The collection of business tips is provided in a file yelp_tip.csv that follows the same format as the original data set provided by Kaggle. The contents of the file might vary when testing your code.

Running the script:

The following webpage provides useful information on how to test your scripts first locally and then in the Hadoop environment: https://www.michael-noll.com/tutorials/writing-an-hadoop-mapreduce-program-in-python/

B. Distributed Computation of business popularity by day of the week ( 25 %)

Design and implement MapReduce algorithms that given a collection of yelp checkins, compute the aggregated number of checkins per day of the week for each business. Your mapper and reducer should be named checkinsmapper.py and checkinsreducer.py, respectively they should output the results in a file called checkinsbyday.txt

The output file checkinsbyday.txt looks like:

Yelp_business_ 1 , Mon, #checkins
Yelp_business_ 1 , Tue, #checkins
...
Yelp_business_ 1 , Sun, #checkins
Yelp_business_ 2 , Mon, #checkins
Yelp_business_ 2 , Tue, #checkins
...
Yelp_business_ 2 , Sun, #checkins
...

The checkin information is provided in a file yelp_checkin.csv that follows the same format as the original data set provided by Kaggle. The contents of the file might vary when testing your code.

Running the script:

Similar to instructions provided in Part A.

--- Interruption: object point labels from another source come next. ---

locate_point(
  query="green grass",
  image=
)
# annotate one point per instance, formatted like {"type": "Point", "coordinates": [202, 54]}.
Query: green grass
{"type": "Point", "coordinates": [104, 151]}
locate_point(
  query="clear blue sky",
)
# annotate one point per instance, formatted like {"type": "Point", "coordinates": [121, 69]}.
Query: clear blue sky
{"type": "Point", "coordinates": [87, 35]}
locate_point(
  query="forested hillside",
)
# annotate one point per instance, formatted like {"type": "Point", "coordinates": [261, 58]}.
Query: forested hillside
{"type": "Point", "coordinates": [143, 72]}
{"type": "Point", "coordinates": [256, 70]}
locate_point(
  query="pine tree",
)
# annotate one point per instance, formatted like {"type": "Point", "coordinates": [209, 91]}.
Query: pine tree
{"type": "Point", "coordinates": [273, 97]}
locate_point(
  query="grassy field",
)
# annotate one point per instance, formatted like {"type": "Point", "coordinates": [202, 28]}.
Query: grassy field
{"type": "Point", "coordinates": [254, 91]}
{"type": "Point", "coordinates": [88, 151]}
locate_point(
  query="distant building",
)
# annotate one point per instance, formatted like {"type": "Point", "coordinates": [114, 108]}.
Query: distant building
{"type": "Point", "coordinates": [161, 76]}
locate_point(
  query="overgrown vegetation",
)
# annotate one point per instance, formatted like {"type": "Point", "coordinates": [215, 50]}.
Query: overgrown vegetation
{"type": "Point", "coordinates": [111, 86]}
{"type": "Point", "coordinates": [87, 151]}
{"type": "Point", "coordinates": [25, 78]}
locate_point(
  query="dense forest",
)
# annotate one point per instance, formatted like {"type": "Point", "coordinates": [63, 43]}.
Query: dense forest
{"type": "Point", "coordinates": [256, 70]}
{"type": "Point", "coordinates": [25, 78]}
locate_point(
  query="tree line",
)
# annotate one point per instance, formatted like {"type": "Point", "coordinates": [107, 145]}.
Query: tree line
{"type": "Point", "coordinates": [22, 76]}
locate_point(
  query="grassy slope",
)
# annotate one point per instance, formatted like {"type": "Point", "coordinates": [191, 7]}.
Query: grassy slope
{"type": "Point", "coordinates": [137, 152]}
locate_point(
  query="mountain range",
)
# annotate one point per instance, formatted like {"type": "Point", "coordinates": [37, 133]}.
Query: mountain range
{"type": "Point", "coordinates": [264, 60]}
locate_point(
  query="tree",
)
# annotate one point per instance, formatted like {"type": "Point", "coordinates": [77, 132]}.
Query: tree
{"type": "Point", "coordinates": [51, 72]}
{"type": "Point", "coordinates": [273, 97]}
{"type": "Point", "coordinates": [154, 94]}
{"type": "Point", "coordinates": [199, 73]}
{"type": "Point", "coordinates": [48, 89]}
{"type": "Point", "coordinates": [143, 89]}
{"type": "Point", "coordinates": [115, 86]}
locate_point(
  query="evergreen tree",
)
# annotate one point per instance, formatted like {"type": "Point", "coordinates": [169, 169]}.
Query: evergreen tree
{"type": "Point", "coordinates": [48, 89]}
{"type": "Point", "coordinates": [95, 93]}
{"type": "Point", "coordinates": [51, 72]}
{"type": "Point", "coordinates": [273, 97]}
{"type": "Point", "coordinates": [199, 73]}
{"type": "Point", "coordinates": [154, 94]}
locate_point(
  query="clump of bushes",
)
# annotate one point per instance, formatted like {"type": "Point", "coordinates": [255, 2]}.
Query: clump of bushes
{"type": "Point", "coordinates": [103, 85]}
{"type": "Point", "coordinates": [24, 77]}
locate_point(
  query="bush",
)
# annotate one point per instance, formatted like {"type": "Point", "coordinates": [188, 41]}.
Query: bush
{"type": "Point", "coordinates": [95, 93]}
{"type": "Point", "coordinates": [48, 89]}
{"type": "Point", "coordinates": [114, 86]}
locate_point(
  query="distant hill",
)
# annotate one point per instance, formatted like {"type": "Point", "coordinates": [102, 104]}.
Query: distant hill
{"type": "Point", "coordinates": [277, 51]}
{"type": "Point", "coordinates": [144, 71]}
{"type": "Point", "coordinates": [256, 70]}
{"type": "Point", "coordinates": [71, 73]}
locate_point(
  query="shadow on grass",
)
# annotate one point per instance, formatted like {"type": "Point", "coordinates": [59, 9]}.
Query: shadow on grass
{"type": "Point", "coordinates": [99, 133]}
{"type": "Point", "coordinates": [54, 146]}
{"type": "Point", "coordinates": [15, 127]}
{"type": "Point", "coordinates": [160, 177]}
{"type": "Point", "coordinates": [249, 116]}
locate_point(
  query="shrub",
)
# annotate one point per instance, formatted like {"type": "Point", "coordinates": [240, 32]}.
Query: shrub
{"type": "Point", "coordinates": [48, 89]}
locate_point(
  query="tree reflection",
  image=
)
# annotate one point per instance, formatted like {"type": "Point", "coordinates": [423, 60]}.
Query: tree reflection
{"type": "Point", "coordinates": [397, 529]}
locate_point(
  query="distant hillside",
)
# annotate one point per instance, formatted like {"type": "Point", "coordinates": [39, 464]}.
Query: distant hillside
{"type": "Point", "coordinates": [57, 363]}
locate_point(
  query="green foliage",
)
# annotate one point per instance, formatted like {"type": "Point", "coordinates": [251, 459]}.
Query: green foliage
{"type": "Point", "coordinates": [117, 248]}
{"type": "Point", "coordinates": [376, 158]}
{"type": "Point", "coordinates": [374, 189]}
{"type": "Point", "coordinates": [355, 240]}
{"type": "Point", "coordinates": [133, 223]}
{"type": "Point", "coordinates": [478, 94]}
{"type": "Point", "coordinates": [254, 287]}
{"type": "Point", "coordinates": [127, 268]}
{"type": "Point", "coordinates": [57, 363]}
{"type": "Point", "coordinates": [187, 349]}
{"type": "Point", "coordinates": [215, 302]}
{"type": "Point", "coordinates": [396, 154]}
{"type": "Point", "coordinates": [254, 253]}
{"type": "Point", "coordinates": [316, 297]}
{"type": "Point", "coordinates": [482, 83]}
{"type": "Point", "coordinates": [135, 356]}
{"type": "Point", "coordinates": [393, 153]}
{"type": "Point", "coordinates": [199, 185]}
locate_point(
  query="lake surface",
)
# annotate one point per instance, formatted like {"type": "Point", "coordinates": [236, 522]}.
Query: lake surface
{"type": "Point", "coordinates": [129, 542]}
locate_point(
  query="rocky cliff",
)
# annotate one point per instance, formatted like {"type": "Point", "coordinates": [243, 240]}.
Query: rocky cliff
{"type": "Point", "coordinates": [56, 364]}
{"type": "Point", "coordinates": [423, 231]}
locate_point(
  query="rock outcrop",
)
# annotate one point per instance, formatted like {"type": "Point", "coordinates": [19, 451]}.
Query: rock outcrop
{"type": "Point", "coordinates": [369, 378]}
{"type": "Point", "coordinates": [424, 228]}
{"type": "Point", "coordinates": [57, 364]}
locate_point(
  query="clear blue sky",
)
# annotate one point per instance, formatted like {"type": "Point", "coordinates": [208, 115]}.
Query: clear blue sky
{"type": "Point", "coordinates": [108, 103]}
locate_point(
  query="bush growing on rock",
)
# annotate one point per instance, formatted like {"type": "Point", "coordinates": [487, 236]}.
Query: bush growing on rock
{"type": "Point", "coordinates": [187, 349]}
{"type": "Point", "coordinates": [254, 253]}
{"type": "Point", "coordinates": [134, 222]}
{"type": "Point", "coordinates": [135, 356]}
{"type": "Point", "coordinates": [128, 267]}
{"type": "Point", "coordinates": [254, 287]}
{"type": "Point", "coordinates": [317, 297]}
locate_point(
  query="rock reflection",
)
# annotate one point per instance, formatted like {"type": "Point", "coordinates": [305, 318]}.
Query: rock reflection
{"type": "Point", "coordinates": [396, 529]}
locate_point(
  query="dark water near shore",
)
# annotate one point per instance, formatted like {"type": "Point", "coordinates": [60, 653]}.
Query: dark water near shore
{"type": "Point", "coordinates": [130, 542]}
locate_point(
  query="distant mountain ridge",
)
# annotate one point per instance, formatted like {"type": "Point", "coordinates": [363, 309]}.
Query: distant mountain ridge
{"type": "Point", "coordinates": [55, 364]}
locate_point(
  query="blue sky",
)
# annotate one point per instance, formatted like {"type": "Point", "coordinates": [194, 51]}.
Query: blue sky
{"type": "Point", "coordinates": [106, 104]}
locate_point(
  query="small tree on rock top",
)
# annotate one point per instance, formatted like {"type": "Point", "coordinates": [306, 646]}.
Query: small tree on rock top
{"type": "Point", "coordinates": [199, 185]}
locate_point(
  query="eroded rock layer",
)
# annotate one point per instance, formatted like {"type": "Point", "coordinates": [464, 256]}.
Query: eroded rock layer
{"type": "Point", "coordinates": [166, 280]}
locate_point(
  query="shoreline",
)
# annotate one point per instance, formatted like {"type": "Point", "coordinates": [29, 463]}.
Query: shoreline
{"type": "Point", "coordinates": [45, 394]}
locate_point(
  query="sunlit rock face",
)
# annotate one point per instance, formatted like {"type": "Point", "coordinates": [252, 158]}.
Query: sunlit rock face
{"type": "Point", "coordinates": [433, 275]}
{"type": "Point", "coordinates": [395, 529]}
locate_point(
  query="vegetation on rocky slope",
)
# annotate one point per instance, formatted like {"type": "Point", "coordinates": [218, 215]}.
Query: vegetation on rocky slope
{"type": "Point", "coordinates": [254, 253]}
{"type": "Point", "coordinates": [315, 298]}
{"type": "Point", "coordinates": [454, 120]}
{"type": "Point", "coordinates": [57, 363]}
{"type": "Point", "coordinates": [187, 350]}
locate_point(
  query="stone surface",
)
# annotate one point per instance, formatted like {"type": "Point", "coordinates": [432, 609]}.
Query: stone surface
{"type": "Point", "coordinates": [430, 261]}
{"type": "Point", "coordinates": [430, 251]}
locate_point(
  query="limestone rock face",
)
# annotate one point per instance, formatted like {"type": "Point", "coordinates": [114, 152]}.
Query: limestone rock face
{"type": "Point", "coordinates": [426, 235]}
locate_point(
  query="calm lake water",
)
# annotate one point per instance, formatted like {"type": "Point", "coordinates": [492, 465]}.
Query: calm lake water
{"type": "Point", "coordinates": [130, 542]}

C. Distributed Construction of an Inverted Index ( 40 %)

In information retrieval, an inverted index is an index data structure that stores a mapping from words to a collection of documents that they appear in. Your task is to build an inverted index that maps categories (of businesses) to businesses. In other words, given a collection of businesses (as provided by Yelp), an inverted index is a dictionary where each category is associated with a list of the business ids that belong to that category. See the example below:

Your task is to design and implement MapReduce algorithms that given a collection of Yelp businesses:

  • compute the inverted index of the categories to businesses (iimaper.py, iireducer.py) and output the results in a file called inverted-index.txt

The collection of businesses is provided in a file yelp_business.csv that follows the same format as the original data set provided by Kaggle. The contents of the file might vary when testing your code.

Running the script:

Similar to instructions provided in Part A.